Analysts were unanimous in their praise of the results, congratulating management on a sound operational and financial performance in a tough year.

With two mines and two concentrators, RBPlat generated R3bn of free cash flow before investing in its growth projects, which include the Styldrift mine and a concentrator upgrade.

Management will prepare a cost analysis for the board of a bankable feasibility study into a Styldrift 2 project, which will be bigger than the 230,000 tonnes a month first phase of the mine, which has already cost R13.5bn and will come into steady state production in the second half of 2021, Phiri said.

2020 revenue surge

The government ordered SA’s economic closure in March 2020 to curtail the spread of the coronavirus. Mining companies were closed and gradually returned to work and reached full production in September.

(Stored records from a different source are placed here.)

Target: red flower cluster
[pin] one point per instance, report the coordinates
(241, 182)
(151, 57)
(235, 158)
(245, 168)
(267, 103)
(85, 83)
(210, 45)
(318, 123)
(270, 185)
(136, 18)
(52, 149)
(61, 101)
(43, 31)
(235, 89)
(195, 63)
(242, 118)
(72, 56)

RBPlat lost 45 days of production to the shutdown, but higher prices for platinum group metals (PGMs) in both dollar and rand terms offset this disruption, Phiri said.

Revenue for the year to end-December jumped nearly 79% to R13.4bn. Post-tax profit increased to R3.5bn from R64m.

A royalty agreement with Impala Platinum (Implats), which has mines next to RBPlat’s Bafokeng Rasimone Platinum Mine (BRPM) and is tapping into the smaller company’s ore body, generated R382m, a R236m increase from the previous year.

RBPlat entered into a gold-streaming deal that provided an upfront payment of R2.1bn in exchange for agreed future deliveries of gold to a third party. This inflow meant the company ended 2020 with cash of R2.2bn, leaving it in a net-cash position of R1.6bn from a net-debt position of R491m a year earlier.

The company was able to pay all its capital expenditure out of cash flow during 2020 compared with 68% a year earlier. It spent R716m at its Styldrift mine during 2020.

RBPlat expects to reach output of up to 525,000oz of platinum, palladium, rhodium and gold in concentrate during 2021. The company has an agreement to sell its concentrate to Amplats.

It will spend R2.2bn on its capital projects in 2021.

Update: March 9 2021 
This article has been updated with new information and comment throughout.